Chez Dupuis, en revanche, on a une culture de croissance interne, avec une « famille » qui se donne des objectifs. Il y a eu de bonnes et de mauvaises années, mais dans l’ensemble, elle peut être fière du travail accompli. C’est ce travail que valorise les 102 millions d’euros que Média a dû débourser pour enlever le morceau auprès d’Albert Frère.
L’intégration de l’équipe parisienne de Dupuis dans les locaux de Dargaud est, à ce titre, exemplaire de ce choc des cultures. Avant son rachat, Dupuis avait à Paris des bureaux où tous ses collaborateurs se retrouvaient ensemble. Par souci de rationalisation des coûts et dans une logique de synergie, Média a désiré intégrer l’équipe de Dupuis dans les locaux parisiens où se trouve son siège social. Fort bien. Sauf que les services se sont retrouvés à six endroits différents dans l’immeuble et que l’unité de Dupuis, et donc son identité, s’en trouvait dénaturée. La « famille Dupuis » se trouvait frontalement confrontée au « chacun pour soi » si commun dans les grandes entreprises. Cela, bon nombre d’auteurs eux-mêmes ont pu le constater.

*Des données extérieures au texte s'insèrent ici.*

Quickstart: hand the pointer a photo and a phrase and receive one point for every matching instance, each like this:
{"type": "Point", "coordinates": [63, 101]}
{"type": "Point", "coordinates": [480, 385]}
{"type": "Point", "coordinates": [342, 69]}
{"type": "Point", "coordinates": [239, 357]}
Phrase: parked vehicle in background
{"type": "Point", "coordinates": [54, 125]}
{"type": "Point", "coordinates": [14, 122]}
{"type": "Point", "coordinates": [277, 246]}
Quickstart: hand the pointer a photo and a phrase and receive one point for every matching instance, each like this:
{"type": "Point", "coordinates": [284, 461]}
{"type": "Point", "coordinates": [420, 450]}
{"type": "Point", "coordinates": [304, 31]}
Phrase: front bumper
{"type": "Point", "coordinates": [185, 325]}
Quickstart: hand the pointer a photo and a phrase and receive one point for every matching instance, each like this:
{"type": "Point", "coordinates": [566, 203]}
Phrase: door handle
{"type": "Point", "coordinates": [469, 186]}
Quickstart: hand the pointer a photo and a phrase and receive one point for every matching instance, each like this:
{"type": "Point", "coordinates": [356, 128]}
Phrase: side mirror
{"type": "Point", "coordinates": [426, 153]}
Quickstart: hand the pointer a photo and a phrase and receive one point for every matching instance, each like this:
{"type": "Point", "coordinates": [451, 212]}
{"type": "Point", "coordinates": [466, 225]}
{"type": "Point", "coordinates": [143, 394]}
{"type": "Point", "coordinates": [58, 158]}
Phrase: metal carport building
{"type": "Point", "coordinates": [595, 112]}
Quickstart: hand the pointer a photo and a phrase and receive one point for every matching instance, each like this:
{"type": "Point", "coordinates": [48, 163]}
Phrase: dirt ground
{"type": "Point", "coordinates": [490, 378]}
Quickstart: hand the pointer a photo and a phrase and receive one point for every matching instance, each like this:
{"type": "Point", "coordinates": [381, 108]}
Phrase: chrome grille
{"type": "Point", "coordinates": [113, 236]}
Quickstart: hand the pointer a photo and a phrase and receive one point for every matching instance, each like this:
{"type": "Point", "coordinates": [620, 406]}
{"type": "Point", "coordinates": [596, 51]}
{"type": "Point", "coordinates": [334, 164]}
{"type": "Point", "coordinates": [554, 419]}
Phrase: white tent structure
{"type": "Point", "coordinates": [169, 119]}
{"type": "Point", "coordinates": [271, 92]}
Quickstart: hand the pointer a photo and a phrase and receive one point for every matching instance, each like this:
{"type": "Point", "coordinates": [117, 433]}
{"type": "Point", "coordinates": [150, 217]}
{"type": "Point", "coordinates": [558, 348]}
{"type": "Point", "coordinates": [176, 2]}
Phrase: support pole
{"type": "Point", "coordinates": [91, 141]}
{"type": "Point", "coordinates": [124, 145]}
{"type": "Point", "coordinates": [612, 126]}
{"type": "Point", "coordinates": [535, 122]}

C’est pourquoi ils se sont imposés lundi dans les négociations. Plus question que leur sort soit décidé par d’autres, que ce soit par des cadres dans le contexte d’un MBO ou par Média qui continuerait son affaire en faisant semblant que rien ne s’est passé. Ils sont quelque 260 dessinateurs et scénaristes à publier chez Dupuis. Ils ont tous une angoisse diffuse face à la montée des mangas et aux mutations du marché qui s’annoncent. Ils savent que ces mutations auront un impact direct sur leur métier.
Un malaise sociétal
Comment ne pas mettre en parallèle les préoccupations de ce métier avec le sujet qui agite aujourd’hui l’opinion française, le fameux « CPE » où l’employeur peut virer à tout moment son personnel ? Il ressemble à bien des égards au statut des auteurs de bande dessinée qui, eux aussi, peuvent être virés à tout moment par leur éditeur. On comprend dès lors que leurs inquiétudes sont de saison. Si le futur de ce marché, forçons le trait, est à la publication de mangas, auront-ils encore du travail demain ? Que font leurs éditeurs, des groupes de plus en plus puissants, pour assurer ce lendemain ? Les auteurs seront-ils intégrés dans cette stratégie ? Ces questions sont laissées, de la part de Média comme des autres éditeurs, sans réponse. Il a fallu attendre la lettre de Claude de Saint-Vincent de lundi pour qu’il exprime sa préoccupation devant un marché qui est, selon lui, en recul « pour la première fois depuis 12 ans ». On comprend que les auteurs tiennent à s’inviter au débat.
Dans le contexte de la mondialisation, le réflexe est de se mobiliser autour des valeurs communes de son groupe, qu’il soit familial, sociétal ou communautaire. Cela, il est possible qu’avec Dupuis, le groupe Média l’ait un peu perdu de vue.
(par Didier Pasamonik (L’Agence BD))
Cet article reste la propriété de son auteur et ne peut être reproduit sans son autorisation.